Langkah kolektif negara-negara Eropa ini mencerminkan kekhawatiran yang semakin meningkat terhadap praktik perusahaan teknologi asal Tiongkok dalam mengelola data pengguna asing. Terlebih, isu keamanan digital menjadi prioritas utama di tengah meningkatnya tensi geopolitik antara Barat dan Tiongkok.
DeepSeek sendiri sebelumnya menuai pujian karena kemampuannya yang hampir menyamai ChatGPT dan Claude, dua produk AI dari perusahaan besar di Amerika. Dengan biaya pengembangan yang lebih rendah, DeepSeek menjadi incaran pengguna global yang mencari alternatif AI yang canggih namun terjangkau. Namun reputasi itu kini mulai pudar seiring mencuatnya berbagai tuduhan pelanggaran privasi dan potensi ancaman keamanan.
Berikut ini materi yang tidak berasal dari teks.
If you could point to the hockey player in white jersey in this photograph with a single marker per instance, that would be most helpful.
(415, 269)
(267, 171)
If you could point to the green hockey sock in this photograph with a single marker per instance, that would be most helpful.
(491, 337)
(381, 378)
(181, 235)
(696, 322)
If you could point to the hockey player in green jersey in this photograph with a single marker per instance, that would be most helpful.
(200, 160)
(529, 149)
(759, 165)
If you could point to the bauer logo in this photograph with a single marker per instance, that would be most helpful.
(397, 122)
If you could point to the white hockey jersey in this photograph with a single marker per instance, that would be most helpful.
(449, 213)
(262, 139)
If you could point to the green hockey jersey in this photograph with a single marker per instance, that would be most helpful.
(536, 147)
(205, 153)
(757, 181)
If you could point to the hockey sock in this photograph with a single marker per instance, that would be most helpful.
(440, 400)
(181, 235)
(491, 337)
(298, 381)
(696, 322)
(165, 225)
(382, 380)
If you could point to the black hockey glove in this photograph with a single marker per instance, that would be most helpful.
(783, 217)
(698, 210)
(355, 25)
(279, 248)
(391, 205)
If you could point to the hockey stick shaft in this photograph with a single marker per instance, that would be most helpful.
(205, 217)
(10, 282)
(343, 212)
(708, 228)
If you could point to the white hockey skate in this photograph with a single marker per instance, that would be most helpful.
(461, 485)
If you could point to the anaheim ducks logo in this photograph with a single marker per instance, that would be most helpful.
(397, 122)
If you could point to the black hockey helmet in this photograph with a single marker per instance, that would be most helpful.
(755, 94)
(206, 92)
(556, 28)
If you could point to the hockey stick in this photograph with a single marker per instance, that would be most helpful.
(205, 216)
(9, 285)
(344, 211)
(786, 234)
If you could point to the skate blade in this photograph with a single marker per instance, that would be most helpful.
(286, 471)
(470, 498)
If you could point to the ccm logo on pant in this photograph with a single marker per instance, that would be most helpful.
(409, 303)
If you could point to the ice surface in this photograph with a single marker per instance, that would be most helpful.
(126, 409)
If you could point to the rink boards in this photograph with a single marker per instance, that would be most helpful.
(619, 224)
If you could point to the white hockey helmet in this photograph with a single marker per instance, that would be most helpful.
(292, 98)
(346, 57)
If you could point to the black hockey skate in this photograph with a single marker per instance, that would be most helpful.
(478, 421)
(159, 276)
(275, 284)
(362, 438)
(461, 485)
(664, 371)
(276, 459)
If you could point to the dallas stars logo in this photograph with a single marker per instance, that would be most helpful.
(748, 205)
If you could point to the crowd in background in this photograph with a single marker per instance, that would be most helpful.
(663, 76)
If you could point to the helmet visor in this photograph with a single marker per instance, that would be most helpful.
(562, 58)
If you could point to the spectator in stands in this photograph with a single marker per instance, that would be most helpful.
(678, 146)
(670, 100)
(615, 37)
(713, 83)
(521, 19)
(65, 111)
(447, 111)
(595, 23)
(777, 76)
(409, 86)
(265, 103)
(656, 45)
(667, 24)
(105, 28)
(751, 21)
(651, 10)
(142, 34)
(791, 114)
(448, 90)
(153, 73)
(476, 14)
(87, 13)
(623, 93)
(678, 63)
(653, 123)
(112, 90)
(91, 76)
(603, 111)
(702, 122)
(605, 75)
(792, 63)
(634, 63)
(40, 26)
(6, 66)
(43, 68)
Isu dominasi teknologi dan penguasaan data pribadi kini menjadi titik krusial dalam hubungan internasional. Negara-negara seperti Jerman menegaskan bahwa setiap aplikasi asing yang beroperasi di wilayahnya wajib patuh terhadap regulasi lokal, termasuk General Data Protection Regulation (GDPR) yang ketat.
Jika DeepSeek benar-benar diblokir oleh Google dan Apple di Jerman, ini bisa menjadi awal dari gelombang pelarangan aplikasi serupa di Eropa dan bahkan global. Terlebih, jika investigasi lebih lanjut menemukan bukti konkret tentang penyalahgunaan data atau keterkaitan dengan militer Tiongkok, konsekuensinya bisa jauh lebih serius.
Di tengah perkembangan ini, pakar keamanan siber menyarankan para pengguna untuk lebih berhati-hati dalam menggunakan aplikasi yang tidak jelas asal usulnya atau kebijakan privasinya. Transparansi, keamanan data, dan akuntabilitas menjadi syarat mutlak di era digital saat ini.
Sebagai penutup, kasus DeepSeek menyoroti dilema besar dunia digital modern: bagaimana menyeimbangkan inovasi teknologi dengan perlindungan hak asasi dan keamanan nasional. Ketika teknologi AI berkembang pesat, batas etika dan hukum harus tetap ditegakkan, apalagi jika menyangkut data jutaan pengguna di seluruh dunia.